Started Mar 8, 2013 | Questions thread
Mark McCormick Senior Member • Posts: 1,164

ronzie wrote:

The Canon Chroma-Life 100 (Pro9000) did almost as well as the Fuji DL400 ink-jet. For Fuji the DL400 glossy ink set held up as least as well as the wet process silver halide. There are no tests for the typical home printer that I noticed (at least in Canon). (I included that for the OP's "home" printer reference.

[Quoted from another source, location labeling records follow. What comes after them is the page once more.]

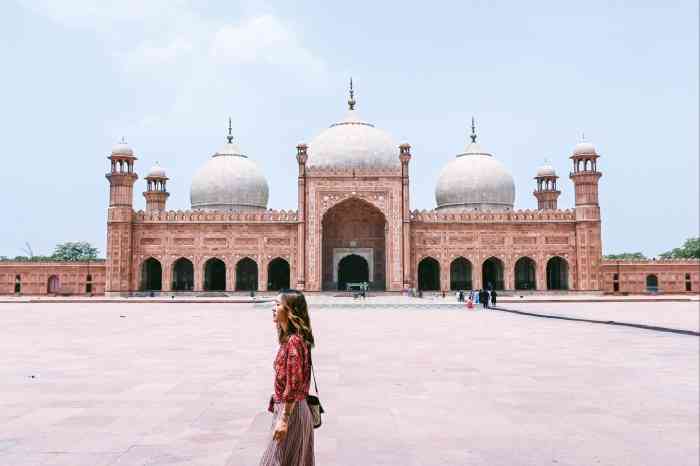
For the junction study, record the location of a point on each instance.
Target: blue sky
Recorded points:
(166, 74)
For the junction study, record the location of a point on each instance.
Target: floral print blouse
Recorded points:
(292, 370)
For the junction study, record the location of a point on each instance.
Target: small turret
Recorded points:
(156, 192)
(547, 191)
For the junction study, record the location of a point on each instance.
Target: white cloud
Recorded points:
(262, 39)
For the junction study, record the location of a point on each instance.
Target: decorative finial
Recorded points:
(351, 100)
(229, 138)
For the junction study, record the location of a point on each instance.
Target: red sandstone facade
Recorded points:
(360, 215)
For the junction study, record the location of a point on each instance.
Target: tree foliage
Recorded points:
(627, 256)
(77, 251)
(689, 250)
(64, 252)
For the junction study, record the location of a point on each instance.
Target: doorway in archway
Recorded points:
(352, 269)
(215, 275)
(353, 224)
(557, 274)
(492, 274)
(246, 275)
(429, 274)
(151, 275)
(278, 274)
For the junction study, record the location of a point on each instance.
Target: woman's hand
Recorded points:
(280, 429)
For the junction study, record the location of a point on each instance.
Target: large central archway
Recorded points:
(352, 269)
(358, 229)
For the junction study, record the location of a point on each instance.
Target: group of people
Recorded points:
(487, 298)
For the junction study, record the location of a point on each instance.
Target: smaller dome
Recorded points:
(546, 170)
(584, 148)
(122, 148)
(156, 171)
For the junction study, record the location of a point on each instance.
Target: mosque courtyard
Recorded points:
(126, 384)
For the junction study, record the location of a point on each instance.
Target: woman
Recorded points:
(292, 442)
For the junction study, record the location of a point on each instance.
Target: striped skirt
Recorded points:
(297, 448)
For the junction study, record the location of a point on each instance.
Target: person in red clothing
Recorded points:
(292, 441)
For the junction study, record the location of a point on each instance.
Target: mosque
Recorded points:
(353, 224)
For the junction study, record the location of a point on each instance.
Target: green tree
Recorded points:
(689, 250)
(626, 256)
(74, 251)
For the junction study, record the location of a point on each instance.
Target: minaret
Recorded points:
(546, 191)
(302, 156)
(589, 247)
(405, 158)
(156, 193)
(119, 219)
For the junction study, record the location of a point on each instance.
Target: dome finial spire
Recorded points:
(351, 100)
(229, 138)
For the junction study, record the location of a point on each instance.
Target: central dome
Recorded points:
(475, 180)
(229, 181)
(353, 144)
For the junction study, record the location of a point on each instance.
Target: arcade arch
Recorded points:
(429, 274)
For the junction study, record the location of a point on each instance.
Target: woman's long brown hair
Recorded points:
(298, 316)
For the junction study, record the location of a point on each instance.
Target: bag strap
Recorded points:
(311, 363)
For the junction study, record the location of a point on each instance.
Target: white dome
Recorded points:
(122, 148)
(229, 181)
(353, 144)
(475, 180)
(156, 171)
(546, 170)
(584, 148)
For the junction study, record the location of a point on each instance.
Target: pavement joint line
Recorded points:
(606, 322)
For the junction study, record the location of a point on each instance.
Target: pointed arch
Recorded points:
(246, 275)
(460, 274)
(214, 275)
(557, 273)
(525, 274)
(492, 274)
(429, 274)
(278, 272)
(183, 275)
(151, 275)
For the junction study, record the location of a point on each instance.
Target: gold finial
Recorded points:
(351, 100)
(229, 138)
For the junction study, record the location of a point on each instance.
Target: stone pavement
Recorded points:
(187, 384)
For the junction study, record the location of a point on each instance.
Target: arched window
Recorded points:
(183, 275)
(557, 274)
(277, 274)
(151, 275)
(492, 274)
(215, 275)
(246, 275)
(460, 274)
(652, 283)
(429, 274)
(525, 274)
(53, 284)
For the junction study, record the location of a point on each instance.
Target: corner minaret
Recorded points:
(546, 191)
(156, 192)
(119, 219)
(585, 176)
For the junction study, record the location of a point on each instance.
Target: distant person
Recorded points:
(292, 442)
(484, 298)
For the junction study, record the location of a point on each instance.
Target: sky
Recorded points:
(167, 74)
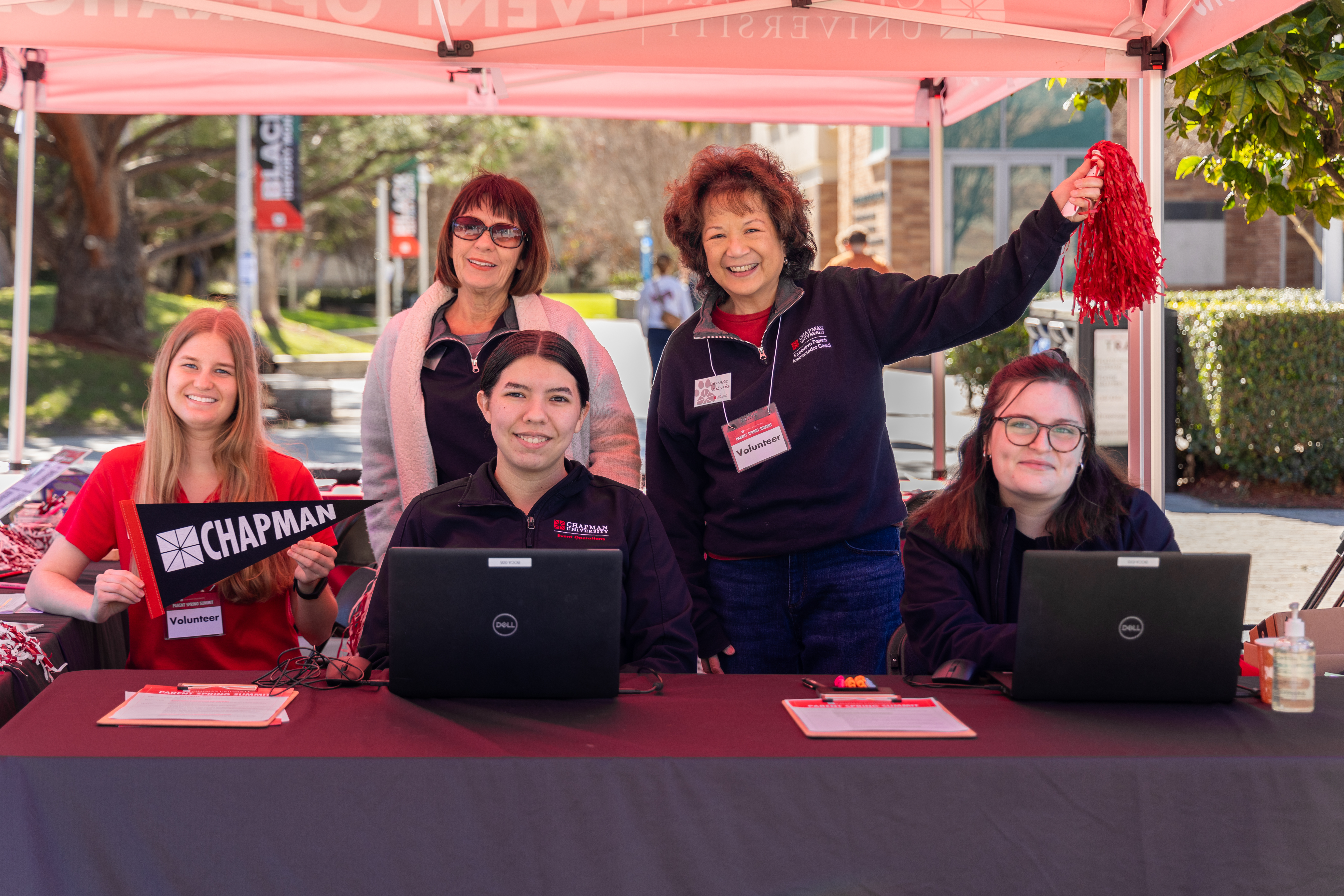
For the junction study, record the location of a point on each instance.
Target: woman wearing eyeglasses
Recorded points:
(420, 424)
(1031, 479)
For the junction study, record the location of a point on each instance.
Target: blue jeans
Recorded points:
(830, 610)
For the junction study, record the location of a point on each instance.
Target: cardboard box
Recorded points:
(1323, 627)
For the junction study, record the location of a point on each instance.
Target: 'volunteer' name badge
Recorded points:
(756, 437)
(713, 390)
(196, 617)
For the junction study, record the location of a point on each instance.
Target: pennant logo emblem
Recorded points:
(181, 549)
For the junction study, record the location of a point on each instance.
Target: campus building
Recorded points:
(999, 164)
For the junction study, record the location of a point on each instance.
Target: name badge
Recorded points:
(756, 437)
(713, 390)
(201, 616)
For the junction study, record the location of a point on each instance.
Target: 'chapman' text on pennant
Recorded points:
(185, 549)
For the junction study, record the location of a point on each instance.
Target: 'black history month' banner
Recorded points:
(185, 549)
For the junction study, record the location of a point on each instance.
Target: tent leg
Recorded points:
(422, 226)
(23, 271)
(1155, 357)
(382, 295)
(1135, 123)
(245, 252)
(936, 268)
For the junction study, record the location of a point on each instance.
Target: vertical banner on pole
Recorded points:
(245, 252)
(425, 273)
(280, 185)
(382, 268)
(402, 211)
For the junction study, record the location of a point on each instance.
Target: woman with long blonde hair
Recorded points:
(205, 441)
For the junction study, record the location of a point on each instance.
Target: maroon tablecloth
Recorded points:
(706, 789)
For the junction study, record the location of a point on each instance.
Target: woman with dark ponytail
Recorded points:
(1030, 479)
(534, 397)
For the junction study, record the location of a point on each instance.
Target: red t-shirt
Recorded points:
(254, 635)
(749, 327)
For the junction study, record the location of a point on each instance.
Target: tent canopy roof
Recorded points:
(832, 62)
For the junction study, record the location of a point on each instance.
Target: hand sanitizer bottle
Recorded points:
(1295, 668)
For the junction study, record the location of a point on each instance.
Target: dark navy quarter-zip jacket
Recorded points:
(583, 511)
(820, 362)
(956, 604)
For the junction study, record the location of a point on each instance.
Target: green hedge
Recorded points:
(976, 363)
(1259, 387)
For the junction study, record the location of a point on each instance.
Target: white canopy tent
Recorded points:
(823, 62)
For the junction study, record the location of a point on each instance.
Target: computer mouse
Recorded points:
(955, 672)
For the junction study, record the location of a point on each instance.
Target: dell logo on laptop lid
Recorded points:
(1131, 628)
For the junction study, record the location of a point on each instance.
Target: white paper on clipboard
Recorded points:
(923, 718)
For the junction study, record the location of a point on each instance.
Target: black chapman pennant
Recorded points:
(185, 549)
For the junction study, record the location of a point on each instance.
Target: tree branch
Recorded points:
(178, 224)
(103, 214)
(358, 174)
(190, 245)
(1311, 240)
(135, 147)
(150, 206)
(181, 160)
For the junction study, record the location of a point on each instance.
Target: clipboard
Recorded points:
(847, 719)
(199, 723)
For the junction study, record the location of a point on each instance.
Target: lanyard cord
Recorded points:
(773, 362)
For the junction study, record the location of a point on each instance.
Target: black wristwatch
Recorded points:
(316, 592)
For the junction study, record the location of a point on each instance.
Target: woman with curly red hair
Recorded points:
(768, 455)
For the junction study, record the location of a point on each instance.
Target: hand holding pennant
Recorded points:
(185, 549)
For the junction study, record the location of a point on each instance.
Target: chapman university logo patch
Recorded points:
(181, 549)
(581, 531)
(810, 342)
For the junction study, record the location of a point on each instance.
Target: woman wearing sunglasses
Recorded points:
(1030, 480)
(420, 424)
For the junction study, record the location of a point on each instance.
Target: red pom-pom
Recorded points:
(1119, 258)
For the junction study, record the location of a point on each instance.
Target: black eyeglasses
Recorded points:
(503, 236)
(1022, 432)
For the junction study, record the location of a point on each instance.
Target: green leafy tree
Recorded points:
(1271, 107)
(120, 195)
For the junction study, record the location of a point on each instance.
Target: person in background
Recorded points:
(854, 254)
(534, 397)
(205, 441)
(1030, 479)
(420, 425)
(768, 450)
(664, 303)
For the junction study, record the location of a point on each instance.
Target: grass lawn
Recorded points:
(83, 392)
(327, 320)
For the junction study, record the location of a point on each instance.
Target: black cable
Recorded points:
(657, 688)
(910, 680)
(308, 670)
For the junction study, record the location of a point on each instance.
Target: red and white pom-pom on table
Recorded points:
(17, 647)
(1120, 260)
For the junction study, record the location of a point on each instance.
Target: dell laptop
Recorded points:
(478, 623)
(1130, 627)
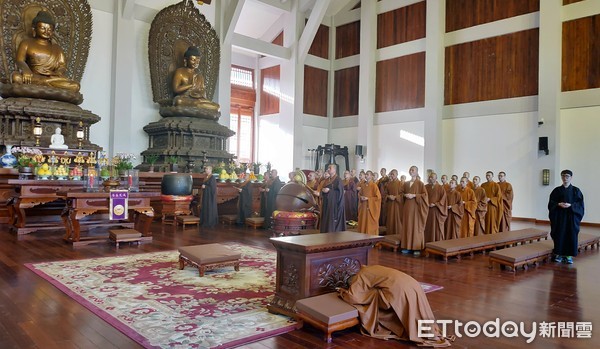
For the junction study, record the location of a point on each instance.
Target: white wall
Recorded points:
(579, 144)
(506, 142)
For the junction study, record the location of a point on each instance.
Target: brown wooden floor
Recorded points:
(34, 314)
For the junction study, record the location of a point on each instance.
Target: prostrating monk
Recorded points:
(467, 225)
(369, 207)
(456, 210)
(350, 198)
(382, 184)
(394, 204)
(333, 217)
(272, 192)
(39, 60)
(494, 200)
(188, 83)
(244, 201)
(438, 210)
(390, 304)
(566, 211)
(209, 215)
(507, 197)
(481, 207)
(414, 214)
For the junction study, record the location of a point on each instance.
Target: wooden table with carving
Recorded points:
(81, 204)
(310, 265)
(39, 194)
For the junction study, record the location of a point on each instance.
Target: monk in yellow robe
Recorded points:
(393, 198)
(438, 210)
(481, 200)
(467, 224)
(494, 200)
(456, 210)
(507, 197)
(414, 214)
(369, 206)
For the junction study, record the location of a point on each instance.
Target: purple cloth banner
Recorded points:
(118, 204)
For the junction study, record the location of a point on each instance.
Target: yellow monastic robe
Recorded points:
(369, 210)
(455, 213)
(494, 213)
(507, 197)
(434, 227)
(467, 224)
(414, 216)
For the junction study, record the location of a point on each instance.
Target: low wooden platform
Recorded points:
(459, 247)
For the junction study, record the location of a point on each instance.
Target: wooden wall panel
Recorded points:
(347, 40)
(468, 13)
(315, 91)
(269, 87)
(401, 25)
(494, 68)
(345, 99)
(320, 44)
(400, 83)
(581, 54)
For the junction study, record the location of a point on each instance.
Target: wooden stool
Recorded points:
(255, 222)
(124, 235)
(183, 220)
(328, 313)
(208, 256)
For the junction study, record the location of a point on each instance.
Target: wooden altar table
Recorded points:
(82, 204)
(310, 265)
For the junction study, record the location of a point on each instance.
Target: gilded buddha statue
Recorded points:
(188, 83)
(39, 60)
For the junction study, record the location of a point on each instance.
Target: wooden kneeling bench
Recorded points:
(208, 257)
(328, 313)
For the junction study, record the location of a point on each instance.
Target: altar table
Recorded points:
(310, 265)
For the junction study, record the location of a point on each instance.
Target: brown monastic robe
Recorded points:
(394, 207)
(494, 213)
(414, 216)
(480, 212)
(507, 197)
(434, 227)
(390, 304)
(467, 224)
(455, 213)
(368, 211)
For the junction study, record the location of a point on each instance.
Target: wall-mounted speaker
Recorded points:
(543, 145)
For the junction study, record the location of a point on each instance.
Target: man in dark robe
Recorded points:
(333, 216)
(566, 210)
(272, 192)
(209, 215)
(244, 202)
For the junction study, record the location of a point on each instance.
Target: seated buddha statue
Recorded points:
(188, 84)
(39, 60)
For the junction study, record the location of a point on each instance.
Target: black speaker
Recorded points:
(358, 150)
(543, 145)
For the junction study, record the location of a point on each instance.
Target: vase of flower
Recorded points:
(8, 160)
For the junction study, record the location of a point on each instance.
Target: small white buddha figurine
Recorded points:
(57, 141)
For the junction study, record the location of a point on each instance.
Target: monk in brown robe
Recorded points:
(456, 210)
(369, 206)
(494, 200)
(438, 210)
(390, 304)
(414, 214)
(393, 189)
(507, 197)
(467, 225)
(382, 184)
(480, 198)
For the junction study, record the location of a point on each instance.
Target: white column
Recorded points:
(434, 85)
(366, 90)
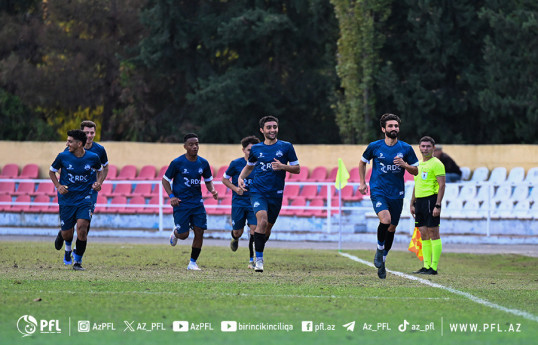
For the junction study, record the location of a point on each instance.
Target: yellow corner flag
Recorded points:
(341, 176)
(416, 244)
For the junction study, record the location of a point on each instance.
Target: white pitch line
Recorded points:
(475, 299)
(226, 294)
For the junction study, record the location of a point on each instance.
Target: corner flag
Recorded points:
(341, 176)
(415, 245)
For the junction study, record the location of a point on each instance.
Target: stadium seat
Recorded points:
(127, 172)
(291, 191)
(532, 176)
(503, 192)
(147, 172)
(117, 200)
(42, 198)
(102, 201)
(17, 207)
(45, 188)
(467, 192)
(7, 187)
(122, 189)
(498, 175)
(465, 173)
(106, 189)
(319, 174)
(221, 172)
(521, 192)
(112, 172)
(25, 188)
(451, 191)
(136, 200)
(302, 176)
(480, 174)
(162, 171)
(309, 192)
(5, 198)
(142, 189)
(10, 171)
(516, 175)
(30, 171)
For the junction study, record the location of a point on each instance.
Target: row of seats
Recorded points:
(318, 174)
(141, 205)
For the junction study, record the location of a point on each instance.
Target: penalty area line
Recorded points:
(473, 298)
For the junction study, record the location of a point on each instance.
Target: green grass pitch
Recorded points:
(148, 286)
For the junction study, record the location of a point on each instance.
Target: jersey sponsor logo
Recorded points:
(77, 178)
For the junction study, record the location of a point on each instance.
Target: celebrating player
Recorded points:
(269, 160)
(389, 159)
(185, 173)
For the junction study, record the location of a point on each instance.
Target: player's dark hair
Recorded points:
(268, 118)
(249, 140)
(88, 123)
(77, 134)
(427, 138)
(188, 136)
(389, 117)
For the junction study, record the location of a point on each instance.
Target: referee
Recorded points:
(426, 204)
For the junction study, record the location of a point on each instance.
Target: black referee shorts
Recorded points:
(424, 212)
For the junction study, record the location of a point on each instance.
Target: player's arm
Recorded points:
(413, 200)
(363, 187)
(174, 201)
(441, 180)
(243, 175)
(61, 188)
(229, 184)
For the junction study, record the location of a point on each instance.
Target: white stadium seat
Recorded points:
(516, 175)
(498, 175)
(480, 174)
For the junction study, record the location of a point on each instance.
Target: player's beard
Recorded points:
(392, 134)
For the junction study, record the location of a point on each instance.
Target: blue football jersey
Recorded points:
(266, 180)
(76, 173)
(185, 177)
(388, 178)
(233, 172)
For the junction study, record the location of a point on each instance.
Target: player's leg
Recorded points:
(239, 218)
(199, 225)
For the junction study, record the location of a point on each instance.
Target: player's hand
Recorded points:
(174, 201)
(62, 189)
(215, 194)
(96, 186)
(400, 162)
(277, 165)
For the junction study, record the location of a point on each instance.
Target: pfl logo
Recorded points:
(27, 325)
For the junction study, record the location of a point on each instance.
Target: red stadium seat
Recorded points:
(30, 171)
(21, 208)
(319, 174)
(147, 172)
(127, 172)
(45, 188)
(10, 171)
(25, 188)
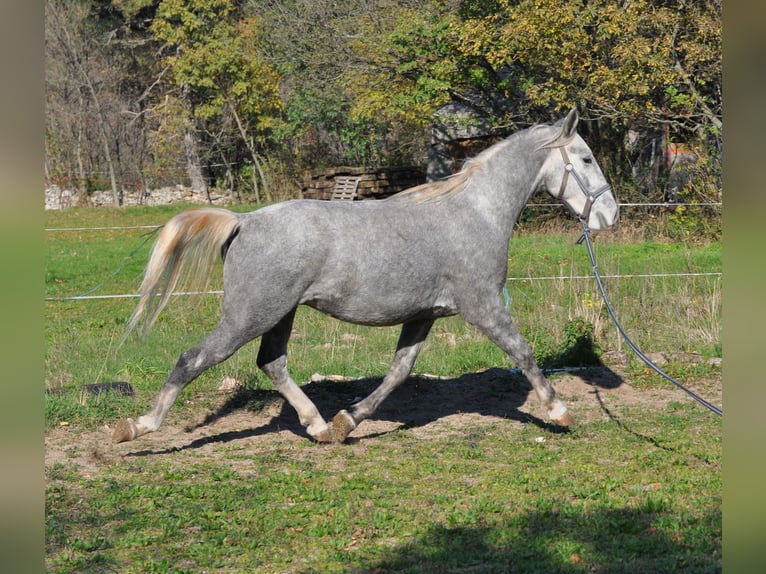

I have only three samples of Chroma-life 100 inks in the database (see ID#s 84,85,86) and none for Chroma-life 100+. ID#s 85 and 86 were printed on swellable polymer papers which are no longer on the market, and those must be the samples you looked at to conclude the Pro9000 did almost as well as the FujiDL400. However, if you look at ID# 84 which was printed on Canon Photo Paper Pro (a microporous paper recommended by Canon for this printer) the PK (photo black) ink faded severely and at much lower exposure dose. Since the PK ink is only printed by the driver at or near RGB 0,0,0 values in an image, this differential fading of PK in these selective black image areas will look like bizarre posterization as this "fade-to-red" ink behavior begins to appear in the print.

Current industry-standard test methods don't test for system Dmax fade behavior, so ratings sponsored by Canon for the Chromalife 100 ink set basically ignored this problem. Bottom line is that Chromalife 100 PK ink is not compatible with today's microporous media, and the Pro9000 is therefore not in the same league with the Fuji DL400 results.

I would guess that Canon has made improvements to the newer Chromalife 100+ inks to quietly resolve this serious issue with the PK ink, but no one has submitted it for testing to date (most AaI&A members use pigmented ink systems). Weaker PK behavior is also present to lesser degree in Epson Claria ink. At Dmax levels, the Claria PK holds up well due to sacrificial excess ink, but as it feathers out in dark areas like the dark skintone patch E5 of the AaI&A color test target, it becomes more prone to oxidation and this patch will thus also show somewhat more fade prone behavior compared to other patches where no PK is used at all. Today's dry lab manufacturers like Fuji appear to be using Claria dye (it may well be that Fuji actually makes Claria for Epson), so again, evidence of some residual PK issues are there in the Fuji DL400 samples as well, but nowhere near the extent of the problem as with the Chromalife 100 PK dye.

I hope to acquire the Pixma Pro-100 soon (it's being heavily discounted/rebated lately because I personally wish to see today's latest dye sets more well represented in the Aardenburg database. The Pro-100 not only uses a PK ink, it also adds two levels of photo gray inks. the PRO-100's unique dye set will therefore likely give the Pro-100 a very different fade signature than other dye-base printers on the market today.